En realidad, algo sí somos: un segmento en la cadena de la vida. Solo eso. No, desde luego, el Rey de la Creación, dueño y señor de todo lo que se mueve y también de lo inamovible.  Así lo ha puesto de manifiesto la familia Coronavirus (CoV), una amplia comunidad de seres, que pueden causar desde un resfriado a una neumonía.

La cosa no es de hoy. François René de Chateaubriand, en sus Memorias de Ultratumba, recuerda que, en el 431 antes de Cristo, habían asolado el mundo 22 grandes epidemias; que la peste negra del siglo XIV se llevó por delante a las cuatro quintas partes de los habitantes de Europa y que, en 1817, el cólera trajo la desolación a 1.400 ciudades y arrebató la vida a 40 millones de personas. Entre los afectados, el propio Chateaubriand

"Procread y multiplicaos y henchid la tierra; sometedla, dominad sobre los peces del mar, sobre las aves del cielo y sobre los ganados y sobre todo cuanto vive y se mueve sobre la tierra", proclama el Génesis. Y, así, endiosados, los humanos, consideran su dominio como un feudo de Dios y se dedican a explotarlo, hasta el punto de perder la conciencia de que nuestra vida forma parte y depende la vida de todo lo vivo, incluido lo que puede dañarnos.

Decía Stephen Hawking que "sólo somos una raza avanzada de primates en un planeta menor de una estrella ordinaria”. Odile Rodríguez de la Fuente, bióloga y naturalista, nos recordaba estos días a James Lovelock, creador de la hipótesis Gaia, hoy bendecida por la ciencia, que visualiza a la Tierra como un sistema autorregulado de vida. Nosotros, haciéndonos los locos, seguimos talando bosques, emitiendo carbono, contaminando el agua y los suelos… Discutiendo como los dos conejos de la fábula de Tomás Iriarte… Y, de vez en cuando, acojonándonos con microorganismos de nombres tan exóticos como Ébola, Sida o Coronavirus. “Los que por cuestiones de poco momento dejan lo que importa, llévense este ejemplo”, concluye Iriarte.

A este propósito, si algo dejan meridianamente claro el COVID-19 (que llega sin avisar), el cambio climático (al que se le ve venir como a los hijo-putas, según José Sacristán), Internet, o las mil y una grandes cosas compartidas es que vivimos en un mundo global.
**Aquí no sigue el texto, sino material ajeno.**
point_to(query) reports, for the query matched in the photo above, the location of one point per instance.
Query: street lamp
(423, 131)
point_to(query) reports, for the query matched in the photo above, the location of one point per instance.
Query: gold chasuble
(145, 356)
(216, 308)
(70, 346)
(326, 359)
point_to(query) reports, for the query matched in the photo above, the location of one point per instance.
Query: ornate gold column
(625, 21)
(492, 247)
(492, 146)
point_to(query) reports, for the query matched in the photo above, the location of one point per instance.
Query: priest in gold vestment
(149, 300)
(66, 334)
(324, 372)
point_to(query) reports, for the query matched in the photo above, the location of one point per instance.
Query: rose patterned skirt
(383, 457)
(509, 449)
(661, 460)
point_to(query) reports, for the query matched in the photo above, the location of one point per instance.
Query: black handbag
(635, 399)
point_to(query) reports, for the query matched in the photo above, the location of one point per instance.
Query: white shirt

Todos los grandes problemas son de todos y cada uno de nosotros. La pandemia, como la radioactividad, el carbono o el plástico, a todos nos atañe.

Quizá por eso no dejan de resultar reduccionistas, tontos y absurdos los llamamientos, explícitos o soterrados, al patriotismo, no exentos de supremacismo humano, como remedio contra la epidemia. La concurrencia entre países y paisitos, para ver quién la dice o la hace más gorda. Y, claro, cuando se salga de ella (si se sale) no habremos aprendido la lección, sino todo lo contrario. Nos seguiremos creyendo más que nunca los reyes del mambo. 

A problemas globales, soluciones globales. Nuestro destronamiento definitivo como reyes de la creación pasa por una urgente gobernanza mundial. Por un federalismo planetario, articulado como se quiera o se pueda, pero capaz de acordar actuaciones comunes. Resulta llamativo el silencio de las Naciones Unidas cuando medio mundo cierra fronteras, que es como poner puertas al campo. Y también, desde luego, la ruindad colateral de ponerse a marcar paquete identitario, en medio de la zozobra.

Entonces llegó el virus y mando parar”, dice El Roto, rememorando aquello de Carlos Puebla, referido a Fidel Castro. A ver si vamos siendo capaces de tomar nota. Si no, que la Estrella de la Muerte haga su higiénico trabajo, como sostienen los apocalípticos. Nada ni nadie nos echaría en falta.